You might be forgiven for thinking that the transition to more sustainable fuel technologies isn't already under way. After all, the uptake of electric vehicles has been painfully slow, derailed in many respects by the lack of government policy to promote their adoption, let alone emerging policies that will ensure these vehicles are taxed for road usage. And of course, hybrid vehicles aren't exactly a common sight on our roads either.

However, in the eyes of Toyota, the shift to hybrid is already taking place.

A watershed moment

Based on last year's sales figures, and the roaring demand for its Toyota RAV4 Hybrid, the Japanese auto-maker is confident that Australians are set to embrace hybrid vehicles in increasing numbers such that a fundamental shift is upon us.

According to Toyota sales and marketing vice president Sean Hanley, hybrid powertrains will be the new focal point for local buyers as they move away from diesel and petrol-powered vehicles. Hanley argues that 2020 was a paradigm moment for the company and the fuel technology after hybrid vehicles accounted for more than a quarter of all of Toyota's sales down under.


Growth in the hybrid segment

To put into perspective how quickly the segment has grown, just a few years ago, in 2017, hybrid vehicles represented just 3.9% of all Toyota's sales. The company had set an internal target of 20%, which they comfortably beat, and in fact, that target goes back as far as 2001, when the Prius was first launched.

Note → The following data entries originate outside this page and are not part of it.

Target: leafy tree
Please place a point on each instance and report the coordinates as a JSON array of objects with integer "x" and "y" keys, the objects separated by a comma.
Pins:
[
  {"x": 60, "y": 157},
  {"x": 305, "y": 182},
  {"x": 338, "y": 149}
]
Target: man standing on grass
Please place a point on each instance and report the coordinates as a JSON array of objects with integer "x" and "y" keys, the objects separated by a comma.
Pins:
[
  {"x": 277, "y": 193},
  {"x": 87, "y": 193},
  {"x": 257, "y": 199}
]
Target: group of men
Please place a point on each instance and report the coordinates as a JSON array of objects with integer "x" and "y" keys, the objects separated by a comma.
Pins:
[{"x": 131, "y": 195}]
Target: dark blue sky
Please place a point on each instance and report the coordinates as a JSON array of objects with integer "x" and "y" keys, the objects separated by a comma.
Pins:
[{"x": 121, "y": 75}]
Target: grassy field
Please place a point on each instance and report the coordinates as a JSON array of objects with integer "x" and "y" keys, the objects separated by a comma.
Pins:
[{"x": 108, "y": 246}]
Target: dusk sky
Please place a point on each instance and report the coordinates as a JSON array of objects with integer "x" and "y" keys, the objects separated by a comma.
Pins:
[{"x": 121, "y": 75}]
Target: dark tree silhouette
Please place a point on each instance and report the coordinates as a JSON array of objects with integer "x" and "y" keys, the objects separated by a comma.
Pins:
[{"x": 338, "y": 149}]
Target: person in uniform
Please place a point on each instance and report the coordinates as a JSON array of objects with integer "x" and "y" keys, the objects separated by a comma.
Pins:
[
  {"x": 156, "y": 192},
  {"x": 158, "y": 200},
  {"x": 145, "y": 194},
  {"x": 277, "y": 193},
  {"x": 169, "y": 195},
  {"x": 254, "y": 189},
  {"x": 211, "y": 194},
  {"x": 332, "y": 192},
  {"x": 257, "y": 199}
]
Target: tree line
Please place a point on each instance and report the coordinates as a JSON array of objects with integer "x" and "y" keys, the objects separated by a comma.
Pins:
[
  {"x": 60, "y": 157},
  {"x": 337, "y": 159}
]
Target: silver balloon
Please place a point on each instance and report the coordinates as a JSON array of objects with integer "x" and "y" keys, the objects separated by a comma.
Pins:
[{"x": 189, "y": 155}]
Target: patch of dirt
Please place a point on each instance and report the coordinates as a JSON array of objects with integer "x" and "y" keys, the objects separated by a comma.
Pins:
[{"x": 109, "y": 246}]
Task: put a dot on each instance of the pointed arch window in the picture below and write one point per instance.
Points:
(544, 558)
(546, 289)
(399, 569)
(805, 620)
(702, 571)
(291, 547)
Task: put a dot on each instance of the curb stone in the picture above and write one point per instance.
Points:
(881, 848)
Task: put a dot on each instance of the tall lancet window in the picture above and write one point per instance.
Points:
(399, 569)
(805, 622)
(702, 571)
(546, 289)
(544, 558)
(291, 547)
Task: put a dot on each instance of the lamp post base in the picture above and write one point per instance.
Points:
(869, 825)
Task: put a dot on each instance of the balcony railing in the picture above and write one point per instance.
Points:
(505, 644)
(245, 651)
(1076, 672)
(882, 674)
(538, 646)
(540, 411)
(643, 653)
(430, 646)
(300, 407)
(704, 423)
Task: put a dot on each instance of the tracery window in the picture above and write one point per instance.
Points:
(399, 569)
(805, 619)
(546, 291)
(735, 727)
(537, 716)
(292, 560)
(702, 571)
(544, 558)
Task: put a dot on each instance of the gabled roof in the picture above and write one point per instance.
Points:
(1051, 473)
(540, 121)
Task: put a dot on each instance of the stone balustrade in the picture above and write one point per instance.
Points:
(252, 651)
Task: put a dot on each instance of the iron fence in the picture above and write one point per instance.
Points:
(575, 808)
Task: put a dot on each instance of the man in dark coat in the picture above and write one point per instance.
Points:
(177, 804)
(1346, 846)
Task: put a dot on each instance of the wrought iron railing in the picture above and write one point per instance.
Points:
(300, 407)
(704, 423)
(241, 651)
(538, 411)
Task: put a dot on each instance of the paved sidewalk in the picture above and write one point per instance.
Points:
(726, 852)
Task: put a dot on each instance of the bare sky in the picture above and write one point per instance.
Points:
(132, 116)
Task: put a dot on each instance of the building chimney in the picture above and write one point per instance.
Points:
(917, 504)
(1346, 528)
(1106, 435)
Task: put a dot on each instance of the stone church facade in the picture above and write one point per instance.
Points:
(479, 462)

There is, however, some catching up that needs to take place when you consider the broader electric vehicle sales category. Toyota's contribution towards electric vehicle sales in Australia was 85% of all sales, equivalent to 54,335 vehicles, which itself is very small among the total new car market's near 1 million sales.

Specifically referring to hybrids, Toyota featured in 9 out of every 10 purchases. Among some models, like the Camry and the aforementioned RAV4, hybrid powertrains account for nearly 70% of sales.

The good news for consumers hasn't been lost on Toyota either. Hanley argues that "in just one year’s driving, these 54,000 Toyota hybrids will save their owners more than $20m at the petrol pump, and cut CO2 emissions by more than 35,000 tonnes”. 

While early days, the numbers sure look promising for the industry. And for new car buyers looking at all their options, it's clear that some are making the switch ahead of the curve, becoming early adopters and reaping the benefits in the meantime.